Según adelantó a Diario LA RIOJA el concejal delegado, Ángel Sáinz Yangüela, lo planeado conllevaría la creación de hasta 61 plazas nuevas, 38 de ellas verdes, es decir, con ventajas para los residentes, y la supresión de un total de 54, también verdes.
Los cambios, previstos por el nuevo equipo de Gobierno del PP en principio de cara a la próxima Semana Santa, se dejarán sentir especialmente en la plaza de Ángel Bayo, justo frente a los edificios de la Comandancia: la idea es dejar libre la parrilla más alejada de la fuente de Murrieta, pues tras convertir el aparcamiento en superficie ya existente en zona para residentes, la oferta se ha mostrado muy superior a la demanda.

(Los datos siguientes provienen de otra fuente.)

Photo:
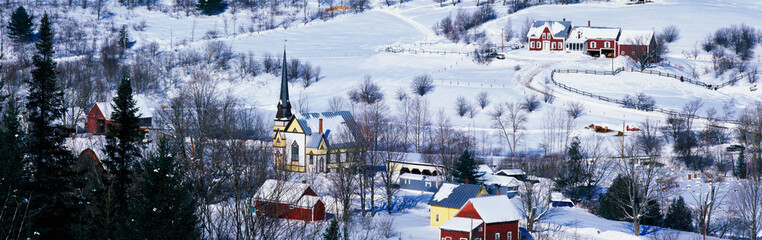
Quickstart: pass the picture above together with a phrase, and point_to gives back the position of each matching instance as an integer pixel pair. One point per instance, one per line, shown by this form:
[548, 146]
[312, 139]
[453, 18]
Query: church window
[295, 152]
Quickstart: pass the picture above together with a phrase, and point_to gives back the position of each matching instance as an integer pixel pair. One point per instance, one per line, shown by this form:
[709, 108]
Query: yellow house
[450, 198]
[303, 143]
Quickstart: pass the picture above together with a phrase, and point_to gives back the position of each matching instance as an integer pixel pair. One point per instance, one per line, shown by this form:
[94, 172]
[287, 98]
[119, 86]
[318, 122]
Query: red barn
[596, 41]
[548, 35]
[632, 42]
[485, 218]
[99, 118]
[289, 200]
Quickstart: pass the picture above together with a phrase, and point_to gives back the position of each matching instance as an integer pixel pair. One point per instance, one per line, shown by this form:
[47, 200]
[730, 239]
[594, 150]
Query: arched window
[294, 152]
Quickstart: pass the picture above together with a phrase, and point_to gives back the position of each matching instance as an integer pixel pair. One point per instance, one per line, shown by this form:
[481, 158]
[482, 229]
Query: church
[311, 142]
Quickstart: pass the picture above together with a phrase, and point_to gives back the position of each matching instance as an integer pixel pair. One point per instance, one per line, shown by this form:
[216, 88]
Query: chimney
[320, 127]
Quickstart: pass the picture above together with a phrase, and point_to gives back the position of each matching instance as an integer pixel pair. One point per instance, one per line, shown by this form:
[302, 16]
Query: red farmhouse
[289, 200]
[99, 118]
[485, 218]
[548, 35]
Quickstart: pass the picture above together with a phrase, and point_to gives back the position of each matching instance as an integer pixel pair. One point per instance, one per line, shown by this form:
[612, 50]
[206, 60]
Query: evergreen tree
[612, 204]
[332, 232]
[51, 163]
[20, 28]
[210, 7]
[165, 209]
[466, 170]
[653, 214]
[740, 170]
[575, 174]
[679, 216]
[124, 38]
[14, 178]
[124, 141]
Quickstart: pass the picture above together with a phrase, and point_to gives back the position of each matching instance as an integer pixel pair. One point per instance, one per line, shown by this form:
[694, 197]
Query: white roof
[558, 197]
[557, 28]
[497, 208]
[419, 177]
[500, 180]
[485, 169]
[461, 224]
[630, 37]
[511, 172]
[281, 191]
[141, 103]
[582, 34]
[444, 191]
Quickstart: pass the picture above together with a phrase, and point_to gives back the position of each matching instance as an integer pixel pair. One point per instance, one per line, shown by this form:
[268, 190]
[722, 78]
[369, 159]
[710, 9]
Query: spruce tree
[124, 38]
[124, 141]
[20, 28]
[740, 170]
[210, 7]
[679, 216]
[466, 170]
[165, 209]
[332, 232]
[51, 163]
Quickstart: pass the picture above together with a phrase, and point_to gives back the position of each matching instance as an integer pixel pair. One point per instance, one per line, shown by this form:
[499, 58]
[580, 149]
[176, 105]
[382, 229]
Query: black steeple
[284, 105]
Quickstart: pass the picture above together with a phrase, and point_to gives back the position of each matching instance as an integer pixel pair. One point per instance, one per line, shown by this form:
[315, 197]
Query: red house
[484, 218]
[632, 42]
[289, 200]
[548, 35]
[99, 118]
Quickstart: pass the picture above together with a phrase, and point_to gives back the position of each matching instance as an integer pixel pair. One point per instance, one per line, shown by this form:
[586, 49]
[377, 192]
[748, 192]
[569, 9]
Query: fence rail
[619, 101]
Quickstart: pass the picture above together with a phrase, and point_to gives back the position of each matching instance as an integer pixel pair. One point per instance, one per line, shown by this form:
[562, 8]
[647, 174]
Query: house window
[295, 152]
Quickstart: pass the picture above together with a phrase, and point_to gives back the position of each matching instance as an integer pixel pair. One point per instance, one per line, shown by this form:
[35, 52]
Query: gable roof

Así lo explica el propio Sáinz Yangüela, quien de esta manera reducirá las 88 plazas que para residentes creo el anterior equipo de Gobierno de PSOE y PR en una plaza que hasta entonces era de estacionamiento libre.
La supresión de las citadas 54 plazas tendría su contrapartida en la inclusión de hasta 61 nuevas en lugares con alta ocupación atendiendo a la demanda de, entre otros, el sector comercio. Así, 18 verdes irían en la calle Padre Claret, entre la avenida de la Paz y Duquesa de la Victoria; otras 20, también verdes, irían en la calle Huesca, concretamente entre Menéndez Pelayo y Vara de Rey; y otras 11, 6 y 6, en esta ocasión azules, serían marcadas en Murrieta, entre Gran Vía y la calle Industria; en Pérez Galdós, entre Labradores y Vélez de Guevara; y en la calle Lardero, entre Gran Vía y la calle Vitoria, respectivamente.
Tales cambios en la ORA, explica el concejal popular, no serían los últimos, pues, en su opinión, el análisis continuo da lugar a revisiones cada cierto tiempo en pro del reajuste que se entienda como necesario. «Debemos ir dando respuesta a los cambios que se van produciendo en la ciudad, pues nada se mantiene constante en el tiempo», concluye.